A lot has been going on, but with blurred vision and tremor, it takes forever to type and my speech isn’t much better. I really need audible and dragon!
I’m going to attempt a timeline of events because it’s just easier for me.
Since 12/22, I suddenly developed severe restlessness, tremor, insomnia, blurred vision and confusion. The restlessness has so greatly improved but my other symptoms are worse and more numerous I’m disoriented and get lost and panic in familiar places, I stumble when I try to walk, I “zone out” and it takes me hours to complete a simple task. It can’t make decisions, have limited short-term memory, I stutter or suddenly can’t speak and when someone is speaking to me, it may as well be gibberish. There’s a lot symptom-wise, but I’ll save it for part 2.
I’ve been to the ER where they did a brain CT, labs, IV fluids and an EKG. Mostly normal results, but I guess sobbing when you are in earshot of the docs debating whether to admit it or discharge you with no answers, of course you’re concerned and upset! No, I’m treated for PTSD, so I must just be imagining the 2 blown pupils and difficulty verbalizing! Clearly, I’m just a psycho or a junkie
Since then, I’ve seen 2 neurologists, my PCP, pain management, outpatient lab, brain MRI, and I’m supposed to have a sleep/wake EEG (no way, never dealing that torture ever again) and see my neuro-ophthalmologist.
So far, my condition has been confirmed to be Encephalopathy with tremor. It’s essentially a form of dementia with a splash of stroke and parkinsonism, but is always from an underlying cause. It can sometimes resolve with treatment of the disease causing it. It can also be progressive or permanent. Once my labs come back, I’m hopeful it will identify the cause and I can get rid of this cognitive impairment and begin occupational therapy to get as close to independent as possible.
I can’t do any of the things I usually enjoy because my vision and shaky hands. I get confused and feel like I’m in slow motion. I feel really lonely and bored. I don’t go out, because I don’t want to burden anyone. I now have to be pushed in my wheelchair. I don’t want to be a job instead of a friend. (These are just my feelings, nothing anyone has actually said anything about).
I’ll go into detail in my next post and will address any questions, suggestions or comments you leave. I have been reading them all, it’s just very difficult to concentrate, understand and process. It’s as if something has attacked my brain and gained control of it.
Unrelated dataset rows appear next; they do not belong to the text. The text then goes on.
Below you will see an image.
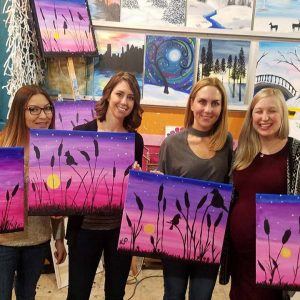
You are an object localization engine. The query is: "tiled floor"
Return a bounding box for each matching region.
[12,269,229,300]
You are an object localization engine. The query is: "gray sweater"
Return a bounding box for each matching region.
[158,129,232,183]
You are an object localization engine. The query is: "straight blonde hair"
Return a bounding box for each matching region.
[184,77,228,151]
[233,88,289,170]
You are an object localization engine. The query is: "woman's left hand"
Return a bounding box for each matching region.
[54,240,67,265]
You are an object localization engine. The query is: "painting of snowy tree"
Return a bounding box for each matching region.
[254,0,300,35]
[94,30,145,96]
[88,0,120,24]
[254,41,300,107]
[198,39,250,106]
[142,35,196,106]
[121,0,186,26]
[186,0,253,30]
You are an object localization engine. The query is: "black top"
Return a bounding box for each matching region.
[66,119,144,244]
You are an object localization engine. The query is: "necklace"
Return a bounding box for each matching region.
[187,127,213,137]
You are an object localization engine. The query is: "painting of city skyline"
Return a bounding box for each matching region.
[88,0,120,24]
[31,0,97,56]
[197,39,250,106]
[94,30,145,96]
[54,100,96,130]
[118,171,232,264]
[121,0,186,27]
[254,0,300,35]
[28,129,135,216]
[186,0,253,30]
[256,194,300,290]
[142,35,196,106]
[254,41,300,108]
[0,147,25,234]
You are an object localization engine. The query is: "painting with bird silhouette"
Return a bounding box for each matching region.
[118,170,232,264]
[256,194,300,290]
[28,129,135,215]
[0,147,25,234]
[31,0,97,57]
[54,100,96,130]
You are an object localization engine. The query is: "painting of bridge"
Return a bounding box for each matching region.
[186,0,253,30]
[254,41,300,107]
[254,0,300,34]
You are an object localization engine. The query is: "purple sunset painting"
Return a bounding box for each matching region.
[31,0,97,56]
[118,171,232,264]
[0,147,24,233]
[28,130,135,215]
[256,194,300,290]
[54,100,96,130]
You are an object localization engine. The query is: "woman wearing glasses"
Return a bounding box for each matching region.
[0,85,66,300]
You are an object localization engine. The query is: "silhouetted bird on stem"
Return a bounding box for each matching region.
[65,151,78,166]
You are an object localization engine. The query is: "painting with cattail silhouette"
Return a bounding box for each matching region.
[54,100,96,130]
[118,171,232,264]
[28,129,135,215]
[31,0,97,56]
[256,194,300,290]
[0,147,24,233]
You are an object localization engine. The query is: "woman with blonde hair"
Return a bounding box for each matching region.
[220,88,300,300]
[0,85,66,300]
[158,77,232,300]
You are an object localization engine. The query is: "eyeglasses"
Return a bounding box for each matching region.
[25,105,53,116]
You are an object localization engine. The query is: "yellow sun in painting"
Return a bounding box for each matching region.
[280,247,292,258]
[144,223,155,235]
[53,31,59,40]
[47,174,60,190]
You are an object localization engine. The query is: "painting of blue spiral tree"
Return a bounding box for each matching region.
[143,36,195,106]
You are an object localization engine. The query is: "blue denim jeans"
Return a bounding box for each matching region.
[162,259,218,300]
[0,242,49,300]
[67,228,131,300]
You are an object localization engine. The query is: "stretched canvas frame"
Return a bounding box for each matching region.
[28,129,135,216]
[118,170,232,264]
[0,147,25,234]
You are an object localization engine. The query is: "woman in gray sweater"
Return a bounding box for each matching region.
[159,78,232,300]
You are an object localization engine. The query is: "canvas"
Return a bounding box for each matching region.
[254,41,300,107]
[254,0,300,34]
[94,30,145,96]
[186,0,253,30]
[142,35,196,106]
[121,0,186,27]
[28,129,135,216]
[31,0,97,56]
[54,100,96,130]
[0,147,25,234]
[197,39,250,107]
[88,0,121,24]
[256,194,300,290]
[118,171,232,264]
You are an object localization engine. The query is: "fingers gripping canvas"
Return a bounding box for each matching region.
[118,171,232,264]
[0,147,24,234]
[29,130,135,215]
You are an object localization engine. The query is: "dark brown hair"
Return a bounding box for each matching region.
[95,72,144,131]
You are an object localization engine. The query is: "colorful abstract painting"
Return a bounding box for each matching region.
[54,100,96,130]
[197,39,250,106]
[0,147,25,234]
[31,0,97,56]
[94,30,145,96]
[29,130,135,215]
[256,194,300,290]
[186,0,253,30]
[88,0,120,25]
[254,41,300,107]
[142,35,196,106]
[121,0,186,27]
[254,0,300,35]
[118,171,232,264]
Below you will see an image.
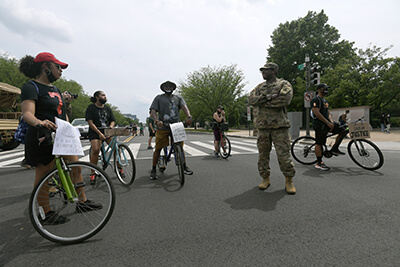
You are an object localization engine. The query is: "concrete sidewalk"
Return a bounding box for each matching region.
[226,129,400,151]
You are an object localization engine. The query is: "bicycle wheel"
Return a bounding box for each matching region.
[347,139,383,171]
[29,162,115,244]
[174,143,185,185]
[157,147,167,172]
[218,135,231,159]
[290,136,317,165]
[114,144,136,185]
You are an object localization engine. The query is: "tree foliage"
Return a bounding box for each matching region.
[178,64,246,125]
[323,46,400,112]
[267,10,355,110]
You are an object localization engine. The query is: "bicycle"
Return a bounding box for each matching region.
[218,123,231,159]
[291,117,384,171]
[29,132,115,244]
[157,123,185,185]
[89,127,136,186]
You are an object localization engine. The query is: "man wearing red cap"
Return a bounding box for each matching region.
[19,52,102,224]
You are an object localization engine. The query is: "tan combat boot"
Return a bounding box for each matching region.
[285,177,296,195]
[258,177,271,190]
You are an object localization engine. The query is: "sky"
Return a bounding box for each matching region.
[0,0,400,121]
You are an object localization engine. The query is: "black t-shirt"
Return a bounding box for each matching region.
[21,81,66,123]
[85,104,115,133]
[311,96,329,128]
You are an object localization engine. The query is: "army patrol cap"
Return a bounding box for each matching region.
[260,62,279,71]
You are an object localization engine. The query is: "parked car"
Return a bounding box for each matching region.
[71,118,89,138]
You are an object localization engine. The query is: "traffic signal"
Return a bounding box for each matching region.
[310,67,321,85]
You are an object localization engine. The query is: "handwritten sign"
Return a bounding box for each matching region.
[53,118,85,156]
[169,122,187,142]
[349,122,371,139]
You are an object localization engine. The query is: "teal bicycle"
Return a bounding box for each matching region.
[29,132,115,244]
[157,123,185,186]
[89,128,136,186]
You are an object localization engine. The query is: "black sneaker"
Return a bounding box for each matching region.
[75,199,103,213]
[39,210,69,225]
[315,162,331,171]
[89,173,96,185]
[331,149,346,157]
[150,169,158,180]
[19,159,35,170]
[184,166,193,175]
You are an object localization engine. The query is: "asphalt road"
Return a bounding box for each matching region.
[0,134,400,266]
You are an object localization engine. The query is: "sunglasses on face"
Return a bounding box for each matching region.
[53,63,61,70]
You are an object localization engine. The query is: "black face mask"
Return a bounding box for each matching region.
[45,69,57,83]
I truly hope the blood they tested shows evidence of the cause of my Encephalopathy. I want to regain what I’ve lost. I’ve accidentally taken the wrong medication, panicked because I didn’t recognize my surroundings, stumbled and injured myself because I can’t balance… Oh, and it would be nice to take a real shower and not forget how to tie my shoelaces, remember to eat occasionally and not take over 10 minutes to put a sock on my foot!
I do periodically post to instagram, but it’s a little overwhelming, so don’t be offended if I don’t respond quickly. I can assure you I’m doing my best to keep up and your kindness and compassion is so encouraging! No one here has pitied me or been insensitive and that has been a blessing.